Friday, April 13, 2012

AMOS Project Racial Justice Summit -

AMOS Project Racial Justice Summit
2012 Racial Justice Summit

Community ~ Story ~ Action
Featuring acclaimed authors Michelle Alexander and Michael Emerson.  We will learn from insightul scholars, build skills and develop deeper understanding of how we can address racial inequality, and continue to work to address systems of inequality while building new relationships.

When:  Friday, May 4, 2012,  9:00am - 4:00pm
Where:  National Underground Railroad Freedom Center, 50 East Freedom Way  Cincinnati, OH 45202
Cost:  We are asking for a donation of $10.00 per person.

About the keynote speakers:
Michael Emerson is considered one of the leading scholars on race and religion, his work in this area began with Divided by Faith: Evangelical Religion and the Problem of Race in America (Oxford University Press, 2000), which was named the 2001 Distinguished Book of the Year by the Society for the Scientific Study of Religion.
Emerson’s research focuses also on urban growth, development, inequality, and urban life. He teaches courses in race and ethnic relations, religion, urban sociology, poverty and justice, and research methods. His main research interests lie in these areas as well. Emerson has focused most closely on the role of race in shaping social action in the United States, recently by focusing on health, residential segregation, and on the institution of religion. Michael Emerson is co-director of the Kinder Institute for Urban Research at Rice University.

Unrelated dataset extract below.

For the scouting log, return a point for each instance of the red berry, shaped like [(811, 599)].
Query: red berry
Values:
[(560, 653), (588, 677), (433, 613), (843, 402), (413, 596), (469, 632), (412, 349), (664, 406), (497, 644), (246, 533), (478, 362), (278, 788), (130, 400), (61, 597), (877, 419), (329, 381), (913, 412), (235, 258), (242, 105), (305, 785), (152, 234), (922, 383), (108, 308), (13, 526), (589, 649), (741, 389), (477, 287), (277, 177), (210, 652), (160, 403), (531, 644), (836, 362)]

Professor Michelle Alexander is the author of the award winning book, “The New Jim Crow: Mass Incarceration in the Age of Colorblindness.”  She joined the OSU faculty in 2005. She holds a joint appointment with the Moritz College of Law and the Kirwan Institute for the Study of Race and Ethnicity. Prior to joining the OSU faculty, she was a member of the Stanford Law School faculty, where she served as Director of the Civil Rights Clinic.
Professor Alexander has significant experience in the field of civil rights advocacy and litigation. She has litigated civil rights cases in private practice as well as engaged in innovative litigation and advocacy efforts in the non-profit sector. For several years, Professor Alexander served as the Director of the Racial Justice Project for the ACLU of Northern California, which spearheaded a national campaign against racial profiling by law enforcement.